Discussion et éléments de débat

Dès lors, un trait significatif de l'actuelle professionnalité des TRM semble relever de l'embarras qu'ils vivent face à un savoir « diagnostic » qu'ils peuvent avoir intégré, au cours de l'expérience professionnelle, et les limites mêmes de ce savoir, qu'ils reconnaissent facilement mais dont les compétences, en l'absence de légitimité en formation et dans la pratique professionnelle, restent à penser.
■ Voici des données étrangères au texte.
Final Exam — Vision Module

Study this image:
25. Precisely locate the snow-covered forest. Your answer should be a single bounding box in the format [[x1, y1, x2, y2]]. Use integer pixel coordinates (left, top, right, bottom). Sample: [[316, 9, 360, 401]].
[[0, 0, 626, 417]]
En conclusion, nous présenterons des éléments d'élucidation et de débat visant à répondre à quelles conditions épistémologiques et sociales les méthodes dialogiques sont susceptibles de contribuer à une intelligibilité d'une professionnalité en devenir du fait de leur dualité d'être simultanément des méthodes d'intervention et de production de connaissances. 

Références :

Clot Y., Faïta D., Fernandez G., Scheller L. (2001). Entretiens en autoconfrontation croisée : une méthode en clinique de l'activité. Education Permanente, 146, 17-25.

Clot, Y. (2008). Travail et pouvoir d'agir. Paris : Presses Universitaires de France.

Demazière D., Roquet P., Wittorski R. (2012). La professionnalisation mise en objet. Paris : Éditions L'Harmattan.

Jorro, A. (2014). Dictionnaire des concepts de la Professionnalisation. Louvain-la-Neuve : De Boeck Supérieur.

Jorro, A., De Ketele, J.-M. (2011). La professionnalité émergente: quelle reconnaissance? Bruxelles: De Boeck.

Wittorski R. (2007). Professionnalisation et développement professionnel. Paris : L'Harmattan.